Kito Yumiko, Kazui Hiroaki, Yoshida Tetsuhiko, Kubo Yoshihiko, Takaya Masahiko, Tokunaga Hiromasa, Takeda Masatoshi
Psychiatry, Department of Integrated Medicine, Division of Internal Medicine, Osaka University Graduate School of Medicine, Suita-shi, Osaka, Japan.

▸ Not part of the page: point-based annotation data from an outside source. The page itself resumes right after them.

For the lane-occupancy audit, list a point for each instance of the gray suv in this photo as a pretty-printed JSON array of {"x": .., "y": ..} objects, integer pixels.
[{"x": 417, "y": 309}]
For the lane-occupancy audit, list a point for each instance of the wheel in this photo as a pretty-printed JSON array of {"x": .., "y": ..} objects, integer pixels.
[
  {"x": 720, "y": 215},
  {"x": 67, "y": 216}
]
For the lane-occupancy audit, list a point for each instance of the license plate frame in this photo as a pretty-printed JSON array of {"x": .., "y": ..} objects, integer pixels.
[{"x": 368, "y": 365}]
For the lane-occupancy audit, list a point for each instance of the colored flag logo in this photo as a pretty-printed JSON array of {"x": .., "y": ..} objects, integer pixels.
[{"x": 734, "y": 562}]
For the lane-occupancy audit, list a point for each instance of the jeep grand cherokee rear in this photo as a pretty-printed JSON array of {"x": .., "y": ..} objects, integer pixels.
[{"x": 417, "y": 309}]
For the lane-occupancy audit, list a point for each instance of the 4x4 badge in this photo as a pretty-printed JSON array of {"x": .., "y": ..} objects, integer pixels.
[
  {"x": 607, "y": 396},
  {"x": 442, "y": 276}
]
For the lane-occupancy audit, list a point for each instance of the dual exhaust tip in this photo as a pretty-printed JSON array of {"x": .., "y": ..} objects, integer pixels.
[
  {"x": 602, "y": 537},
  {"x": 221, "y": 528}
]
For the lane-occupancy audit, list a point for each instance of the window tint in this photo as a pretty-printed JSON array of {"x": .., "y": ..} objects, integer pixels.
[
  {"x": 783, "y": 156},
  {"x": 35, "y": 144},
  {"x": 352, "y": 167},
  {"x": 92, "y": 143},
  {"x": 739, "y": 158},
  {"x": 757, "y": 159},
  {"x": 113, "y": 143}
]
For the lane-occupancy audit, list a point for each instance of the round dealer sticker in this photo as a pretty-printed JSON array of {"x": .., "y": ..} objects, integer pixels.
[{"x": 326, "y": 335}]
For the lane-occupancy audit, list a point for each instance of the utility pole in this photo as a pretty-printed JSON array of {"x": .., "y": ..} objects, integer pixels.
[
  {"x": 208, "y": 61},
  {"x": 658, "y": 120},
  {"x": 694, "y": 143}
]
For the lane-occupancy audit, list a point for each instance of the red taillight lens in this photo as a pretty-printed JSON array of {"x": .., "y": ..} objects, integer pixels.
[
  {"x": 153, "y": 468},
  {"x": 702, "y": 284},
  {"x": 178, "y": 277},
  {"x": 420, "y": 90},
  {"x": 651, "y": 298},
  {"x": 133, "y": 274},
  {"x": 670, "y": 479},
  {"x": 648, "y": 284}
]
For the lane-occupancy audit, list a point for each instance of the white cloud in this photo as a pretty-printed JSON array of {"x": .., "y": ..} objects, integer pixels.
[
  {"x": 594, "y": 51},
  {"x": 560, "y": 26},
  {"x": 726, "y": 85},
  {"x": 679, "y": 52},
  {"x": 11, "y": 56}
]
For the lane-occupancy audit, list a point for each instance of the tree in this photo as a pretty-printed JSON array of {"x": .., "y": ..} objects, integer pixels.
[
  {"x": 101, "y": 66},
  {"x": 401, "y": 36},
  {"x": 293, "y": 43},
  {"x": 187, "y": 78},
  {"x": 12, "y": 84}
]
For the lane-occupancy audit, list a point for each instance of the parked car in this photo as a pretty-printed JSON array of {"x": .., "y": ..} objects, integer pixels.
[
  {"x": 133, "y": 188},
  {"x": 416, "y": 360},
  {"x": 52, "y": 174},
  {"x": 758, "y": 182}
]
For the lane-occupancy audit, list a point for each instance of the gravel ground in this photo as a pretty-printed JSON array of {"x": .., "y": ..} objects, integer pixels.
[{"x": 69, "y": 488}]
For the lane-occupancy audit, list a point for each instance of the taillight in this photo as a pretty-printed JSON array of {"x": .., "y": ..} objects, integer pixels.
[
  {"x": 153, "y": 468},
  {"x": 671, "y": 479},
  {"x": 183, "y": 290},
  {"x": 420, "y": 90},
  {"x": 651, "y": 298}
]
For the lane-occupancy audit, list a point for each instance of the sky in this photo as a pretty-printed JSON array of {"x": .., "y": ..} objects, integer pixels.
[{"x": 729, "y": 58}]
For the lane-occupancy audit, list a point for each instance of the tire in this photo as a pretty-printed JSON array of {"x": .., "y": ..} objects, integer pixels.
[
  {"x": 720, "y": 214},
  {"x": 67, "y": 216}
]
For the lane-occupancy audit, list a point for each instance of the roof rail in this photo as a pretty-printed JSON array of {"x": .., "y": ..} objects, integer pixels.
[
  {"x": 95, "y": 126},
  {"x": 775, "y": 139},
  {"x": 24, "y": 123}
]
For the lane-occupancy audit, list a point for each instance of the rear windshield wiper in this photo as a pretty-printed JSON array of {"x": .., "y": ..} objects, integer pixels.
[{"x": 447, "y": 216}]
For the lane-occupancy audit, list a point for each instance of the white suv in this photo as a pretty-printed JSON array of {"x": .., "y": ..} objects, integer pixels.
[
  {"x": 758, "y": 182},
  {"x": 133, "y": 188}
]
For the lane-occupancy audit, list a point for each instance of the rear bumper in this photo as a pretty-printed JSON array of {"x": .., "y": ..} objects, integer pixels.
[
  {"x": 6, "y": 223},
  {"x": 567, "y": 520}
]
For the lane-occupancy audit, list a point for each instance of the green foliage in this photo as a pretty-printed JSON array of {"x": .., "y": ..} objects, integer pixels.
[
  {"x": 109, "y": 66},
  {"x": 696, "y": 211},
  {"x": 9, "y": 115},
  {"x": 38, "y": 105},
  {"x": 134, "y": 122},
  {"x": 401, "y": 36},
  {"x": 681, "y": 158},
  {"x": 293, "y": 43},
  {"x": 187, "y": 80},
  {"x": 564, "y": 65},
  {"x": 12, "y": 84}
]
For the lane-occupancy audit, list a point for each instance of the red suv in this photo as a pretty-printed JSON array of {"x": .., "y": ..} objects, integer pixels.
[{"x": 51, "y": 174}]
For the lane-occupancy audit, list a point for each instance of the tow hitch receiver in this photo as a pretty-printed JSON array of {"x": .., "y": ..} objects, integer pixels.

Brain Nerve. 2010 Jun;62(6):625-30.
We report the rare case of a 59-year-old man with motor neuron disease and semantic dementia (SD-MND); SD-MND was in a very early stage, and its clinical progression, especially with regard to language impairment, and abnormalities on neuroimages were evaluated for 3 years. The patient complained only of difficulties in recalling names of acquaintances and in writing kanji characters. After 1 year, he experienced difficulty in describing common objects. He developed two-way anomia only in some words, which varied from day to day. His anomia was not category-specific and was noted even with respect to words that describe color. In addition to experiencing difficulty in writing kanji characters, he experienced difficulty in writing kana characters. Muscle atrophy was observed, and he experienced weakness in his limbs, especially in the right upper limb; however, bulbar symptoms were not observed. At this point, he fulfilled the diagnostic criteria for MND. In the next year, semantic memory impairment became apparent, and he was subsequently diagnosed with SD. Deterioration in his ability to name objects in all categories, except body parts, was noted. Further, the ability of writing both kana and kanji characters was increasingly impaired. He developed bulbar symptoms and experienced increased muscle weakness. The characteristics of this patient differed from those of SD patients without MND with regard to the difficulty in writing kana characters and naming colors even though the SD-MND was in the early stage. Further, the pattern of brain hypoperfusion was different from that observed for SD patients without MND. In the case of this patient, brain hypoperfusion was found not only in the left anterior temporal lobe but also in the frontal lobe. The characteristics of his language symptoms might be related to the specific pattern of brain hypoperfusion, which might be commonly observed in patients with dementia and MND.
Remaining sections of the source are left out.